2019, c’est fini, on a rangé les décorations de l’anniversaire Offenbach, et l’on va célébrer bien plus sérieusement l’année Beethoven. Oui, mais il y a encore du travail pour qui voudrait explorer les recoins encore obscurs du compositeur des Contes d’Hoffmann. Le disque paru chez Alpha cet automne en offre un bon exemple, même s’il s’abandonne par la même occasion à un travail plus dispensable.
Ce que tout Offenbachien saluera, c’est l’enregistrement d’ouvertures bien méconnues, interprétées par un orchestre de qualité, dirigé par un chef qui aime et respecte ce répertoire. Si Madame Favart vient de connaître les honneurs de l’Opéra Comique, Les Bavards attendent toujours leur résurrection scénique, et si le reste de la partition est du même tonneau que l’ouverture, on aimerait beaucoup la voir revivre. Barkouf été superbement recréé par l’Opéra du Rhin, mais sa révision post-guerre de 1870, Boule de neige, n’est guère connue qu’à travers quelques airs inclus par Jodie Devos dans son disque Offenbach Colorature : heureuse addition à notre culture. Pour des raisons mystérieuses, l’ouverture des Deux Aveugles, au point que certains en contestent même l’existence : on est ravi de l’entendre ici, avec l’irrésistible rengaine du boléro « La lune brille, le ciel scintille » qui risque de vous trotter longtemps dans la tête. L’ouverture de Monsieur Choufleuri est plus familière, grâce à la version jadis gravée par Manuel Rosenthal, mais il l’avait curieusement réduit à une quarantaine de secondes, soit moins d’un tiers de sa durée réelle.

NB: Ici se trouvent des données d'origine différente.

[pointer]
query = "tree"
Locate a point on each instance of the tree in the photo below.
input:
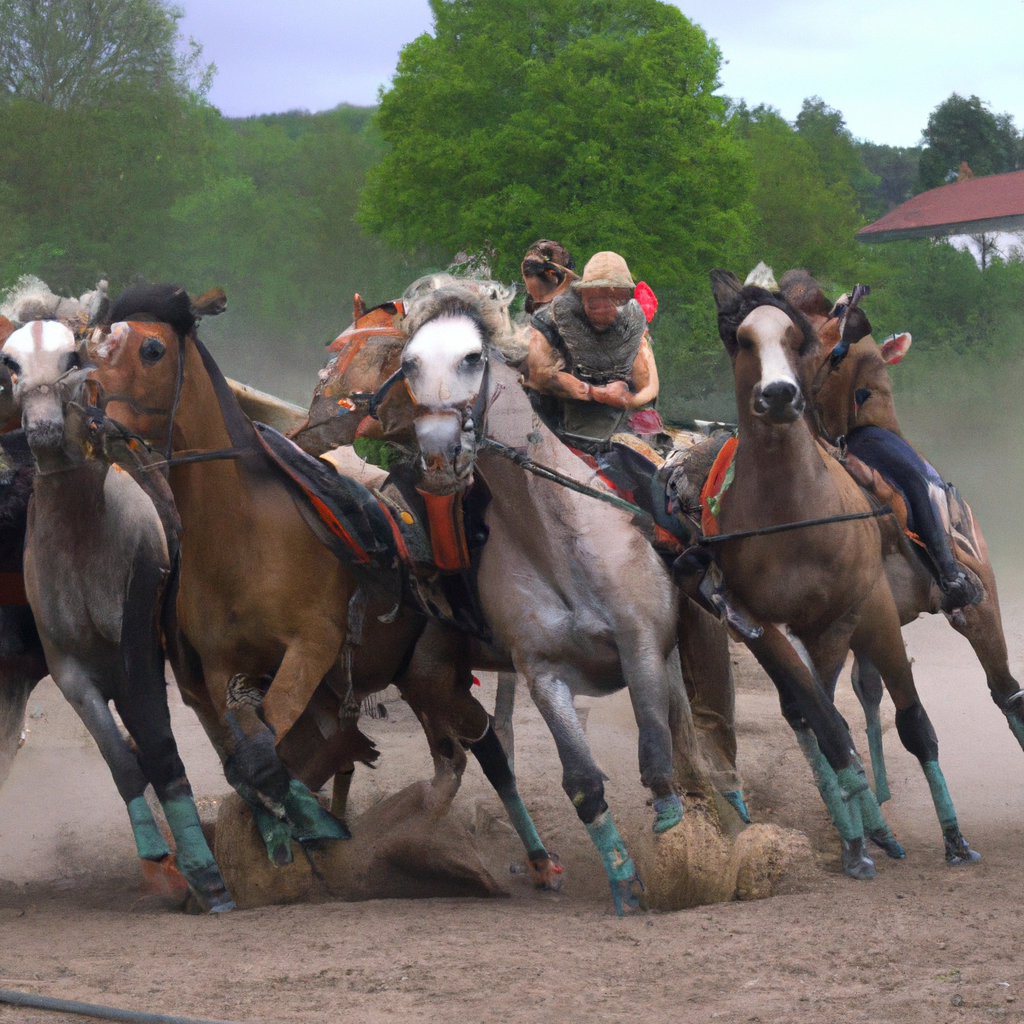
(590, 121)
(67, 53)
(964, 130)
(802, 219)
(823, 128)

Autre excellente idée : un air des Bavards et un air de Boule de neige, inconnus du grand public. Au cas où on l’aurait oublié, « C’est l’Espagne » rappelle qu’Offenbach n’attendit pas La Périchole pour donner dans l’espagnolade entraînante ; on comprend que la Valse du divorce ait remporté en son temps un vif succès, car entre ses paroles acerbes et ses courbes caressantes, elle est digne du meilleur Offenbach.

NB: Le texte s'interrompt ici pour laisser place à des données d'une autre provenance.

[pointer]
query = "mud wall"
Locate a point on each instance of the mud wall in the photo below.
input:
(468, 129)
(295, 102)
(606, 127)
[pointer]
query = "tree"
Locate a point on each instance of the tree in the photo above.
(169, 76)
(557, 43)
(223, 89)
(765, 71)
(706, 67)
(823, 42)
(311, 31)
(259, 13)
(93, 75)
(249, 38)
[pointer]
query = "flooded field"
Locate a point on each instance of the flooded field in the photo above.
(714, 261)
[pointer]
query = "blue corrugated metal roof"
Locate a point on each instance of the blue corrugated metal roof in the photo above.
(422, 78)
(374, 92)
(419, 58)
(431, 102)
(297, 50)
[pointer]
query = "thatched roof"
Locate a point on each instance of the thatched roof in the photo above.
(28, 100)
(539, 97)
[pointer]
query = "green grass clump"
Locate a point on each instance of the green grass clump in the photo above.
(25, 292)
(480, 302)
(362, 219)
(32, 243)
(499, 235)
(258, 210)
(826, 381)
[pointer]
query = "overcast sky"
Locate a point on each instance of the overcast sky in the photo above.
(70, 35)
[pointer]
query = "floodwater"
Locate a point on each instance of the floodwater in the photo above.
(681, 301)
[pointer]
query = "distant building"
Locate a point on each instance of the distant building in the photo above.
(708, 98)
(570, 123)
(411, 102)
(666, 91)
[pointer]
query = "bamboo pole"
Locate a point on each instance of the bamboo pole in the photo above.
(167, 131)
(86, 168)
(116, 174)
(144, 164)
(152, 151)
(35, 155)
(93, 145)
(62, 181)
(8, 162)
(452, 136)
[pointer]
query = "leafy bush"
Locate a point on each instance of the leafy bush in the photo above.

Dans un passé encore proche, Karine Deshayes a bien servi Offenbach, en Périchole (Toulouse 2008) ou en Belle Hélène (Toulon 2014, Tours 2015), sans oublier, dans un registre un peu différent, Nicklausse (New York 2015). Sa présence indique que cette musique mérite de vraies chanteurs, et pas seulement des acteurs ayant un brin de voix.
Ce disque se targue aussi d’un premier enregistrement mondial, et c’est pourtant sur ce point qu’on émettra quelques réserves. Le chef et compositeur belge Jean-Pierre Haeck a orchestré les six Fables de La Fontaine qu’Offenbach avait conçues pour voix et piano en 1842. Le travail est bien fait, il paraît plus discret que les instrumentations très datées du susdit Manuel Rosenthal pour Gaîté parisienne, par exemple. Les timbres sont utilisés à bon escient, pour créer des effets de comique sonore que n’aurait sans doute pas reniés le maître lui-même. Cette adaptation s’imposait-elle ? Sans doute pas, mais le problème n’est pas là. L’inconvénient de l’orchestration est qu’elle oblige la voix à passer par-dessus les instruments, et donc, en l’occurrence, à privilégier le son par rapport à la diction. Dans les pages qui sont du « pur Offenbach », Karine Deshayes n’a pas de problème à se faire comprendre. Mais tentez l’expérience avec celles des six fables que vous n’avez jamais apprises dans votre enfance, et certaines choses risquent de vous échapper. « Le Berger et la mer » est un texte beaucoup moins connu que les cinq autres : même avec une oreille habituée à saisir les consonnes au vol, il paraît un peu difficile de saisir le sens de cette fable-là, alors que sa version originale avec piano doit être plus intelligible.
Alors qu’il reste tant à faire pour découvrir les œuvres moins connues d’Offenbach, ce genre de démarche ne paraît pas vraiment prioritaire.